Dosen Fakultas Ilmu Sosial dan Ilmu Politik Universitas Airlangga (UNAIR), Gitadi Tegas Supramudyo, menilai bahwa skema ini muncul dan mengejutkan masyarakat. Hal itu diakibatkan oleh grand design sumber dana pembangunan IKN yang belum jelas.
Skema Pendanaan IKN
“Kebutuhan anggaran untuk pembangunan IKN adalah 466 triliun, hanya didukung APBN 20 persen. Artinya, 80 persen setara 377 triliun berasal dari sumber lain yaitu non-APBN,” jelas Gitadi.
Sampai saat ini pemerintah hanya mengumumkan secara detail sumber dana pembangunan IKN dari sisi komponen APBN. Pemerintah belum menjelaskan secara detail komposisi sumber dana pembangunan IKN dari non-APBN. Hal ini mengindikasikan lemahnya dimensi perencanaan pembangunan IKN.

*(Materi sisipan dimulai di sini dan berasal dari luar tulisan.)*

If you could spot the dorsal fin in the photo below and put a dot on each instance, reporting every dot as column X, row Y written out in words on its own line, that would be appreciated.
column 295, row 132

Jika dilihat secara komprehensif dengan mempertimbangkan kondisi ekonomi, utang negara, dan khususnya faktor yang mendesak terhadap adanya IKN, Gitadi menilai sumber dana untuk pembangunan IKN dari non-APBN adalah beban yang sangat berat.
“Mencari 80 persen yaitu sekitar 377 triliun rasanya terlalu utopis,” tuturnya.
Alasan Urun Dana Rakyat
Skema urun dana dari rakyat untuk pembangunan IKN menjadi rencana pemerintah untuk memenuhi salah satu sumber dana pembangunan IKN dari non-APBN.
Akan tetapi, Gitadi menjelaskan bahwa skema urun dana dari rakyat ini bisa saja tidak memenuhi target, sehingga kekhawatiran berkaitan dengan adanya kemungkinan oversimplified dan overconfidence oleh pemerintah pun timbul.
“Pemerintah berpikir seandainya 20 persen saja masyarakat Indonesia akan menyumbang, maka akan didapat dana yang besar,” ujar Gitadi.
“Tidak tercapainya target urun dana dari rakyat bisa berpengaruh dan bisa tidak terlalu berpengaruh, tergantung proporsinya. Apalagi sampai saat ini tidak diketahui secara detail komposisi sumber dana non-APBN tersebut,” jelasnya.
Sumber dari Kerja Sama
Gitadi menyarankan agar skema sumber dana pembangunan IKN dari kerja sama lebih dikedepankan meskipun biasanya akan berdampak pada posisi tawar terhadap pihak kedua, khususnya dalam policy making.
“Apalagi jika mengandalkan sumbangan sektor privat yang sebagian besar biasanya meminta kompensasi langsung maupun tidak langsung dalam berbagai bentuknya,” tegasnya.
“Terkait dengan dana dari masyarakat, sebaiknya kecil saja mengingat pengalaman crowdfunding di masa lalu,” pungkas Gitadi.